Looking back over 2018, it was a good year for advancing good public education policies. Teachers received another raise, a compromise was reached which will reduce class sizes in kindergarten through third grade, and most importantly Wake County voters overwhelmingly supported a $583 million bond referendum to renovate existing and build new schools.
Those successes aren’t an end, however. They are just the beginning.
Looking ahead to 2019, WakeEd is focused on several education policy initiatives at the state and local level. Development of WCPSS and Wake County Government budgets have already begun. The General Assembly will start its new biennial session on January 7 as several new members are sworn in, including six in Wake County alone.
WakeEd will be working with elected officials throughout the legislative and local budget seasons to promote effective public education policies and advocate for increased funding for specific initiatives in key operating areas of school spending.
State and local funding has been a contentious issue for several years. Critics of the General Assembly say that per-pupil spending is well below where it should be, and it has not fully recovered from the beginning of the Great Recession a decade ago. However, General Assembly leaders correctly say they have increased education funding, including teacher pay, for five consecutive years.
Since education funding gets a lot of attention at budget time, it’s easy to forget that other areas of state funding would benefit from increased spending or even experience increase costs out of the state’s control.
That said, there’s still room for improvement. North Carolina is still not the most competitive in public school spending in several categories. WakeEd fully supports increasing public education spending at the state level in the next budget. In education alone, there are several priorities that will draw the most attention. Those are expected to be:
- increased funding for Pre-K programs
- school security and safety,
- hiring more social workers, nurses, social workers, and psychologists,
- teacher recruitment and retention,
- making improvements to the new principal salary schedule, and
- state-wide school construction bond referendum for the 2020 election.
This is by no means an exhaustive list, but WakeEd will be working with legislators to provide them with the perspective of how these measures affect the state’s largest school district which also accounts for about 10 percent of the state’s entire student population.

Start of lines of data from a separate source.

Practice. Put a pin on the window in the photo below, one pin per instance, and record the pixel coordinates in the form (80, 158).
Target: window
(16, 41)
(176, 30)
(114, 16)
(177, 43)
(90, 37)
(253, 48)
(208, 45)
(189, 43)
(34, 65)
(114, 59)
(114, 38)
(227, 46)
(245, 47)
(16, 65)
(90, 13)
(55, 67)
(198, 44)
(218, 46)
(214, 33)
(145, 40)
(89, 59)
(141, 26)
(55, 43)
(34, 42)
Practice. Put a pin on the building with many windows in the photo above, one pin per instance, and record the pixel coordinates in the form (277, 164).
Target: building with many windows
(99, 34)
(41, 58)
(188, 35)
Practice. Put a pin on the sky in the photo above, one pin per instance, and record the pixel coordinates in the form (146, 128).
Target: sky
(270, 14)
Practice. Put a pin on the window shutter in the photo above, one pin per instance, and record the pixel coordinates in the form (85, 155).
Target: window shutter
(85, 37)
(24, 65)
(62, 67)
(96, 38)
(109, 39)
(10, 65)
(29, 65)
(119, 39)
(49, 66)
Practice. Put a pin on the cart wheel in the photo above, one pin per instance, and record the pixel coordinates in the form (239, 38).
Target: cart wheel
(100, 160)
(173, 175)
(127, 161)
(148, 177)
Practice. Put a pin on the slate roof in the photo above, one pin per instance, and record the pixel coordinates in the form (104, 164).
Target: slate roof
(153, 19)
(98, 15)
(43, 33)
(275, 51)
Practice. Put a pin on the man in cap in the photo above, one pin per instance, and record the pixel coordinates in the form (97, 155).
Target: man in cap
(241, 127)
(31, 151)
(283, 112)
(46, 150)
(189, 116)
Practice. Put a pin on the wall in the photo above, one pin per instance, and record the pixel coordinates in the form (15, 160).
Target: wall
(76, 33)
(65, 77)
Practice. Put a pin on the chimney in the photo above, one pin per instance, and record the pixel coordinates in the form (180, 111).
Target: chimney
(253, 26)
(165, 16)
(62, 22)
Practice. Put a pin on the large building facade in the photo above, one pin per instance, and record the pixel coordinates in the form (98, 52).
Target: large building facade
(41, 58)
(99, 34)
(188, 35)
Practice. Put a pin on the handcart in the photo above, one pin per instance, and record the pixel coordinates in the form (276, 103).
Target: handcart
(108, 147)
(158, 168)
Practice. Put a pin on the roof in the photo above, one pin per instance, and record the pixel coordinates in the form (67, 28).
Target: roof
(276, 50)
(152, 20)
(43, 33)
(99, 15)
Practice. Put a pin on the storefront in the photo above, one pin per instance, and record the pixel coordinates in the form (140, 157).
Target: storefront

At the local level, public school funding remains the top priority for WakeEd’s advocacy. County Commissioners have increased spending on WCPSS consistently since 2015. Like the state, the county’s appointed leaders and the elected commissioners must balance increasing education funding with needs in other areas such as affordable housing, public health, parks and recreation, and public safety.
County government is in a tough position because it is often the last stop on the public education funding cycle, meaning it is often looked to for picking up the tab for school system spending when federal and state funding doesn’t cover the full cost of educating students.
Looking ahead to this budget cycle, WakeEd will continue to promote the message that the voters and business leaders in Wake County are overwhelmingly in favor of increasing funding for WCPSS so that the school system may continue to offer the best and most equitable educational opportunities for the 160,000 students enrolled in its 187 schools.
For WCPSS to continue to offer schools of first-choice rather than last-resort, the system needs to operate at a different level than most of the state’s 115 school systems. While state funding has increased, it has also not been adequate to meet Wake’s needs; and while county funding has increased, the local dollars spent on public education have also fallen short.
Although salaries often get the headlines, when spending doesn’t meet the need, it is the support system that feels the pinch. Schools aren’t cleaned as often. Small repairs and routine maintenance are delayed. Bus routes run longer. Supplies run out earlier and aren’t always replaced.
WakeEd is committed to carrying the message to elected and appointed leaders in the new year that public schools continue to need their unwavering support. Adequate funding is the top priority, because without it most of the best practices in education cannot be fully implemented.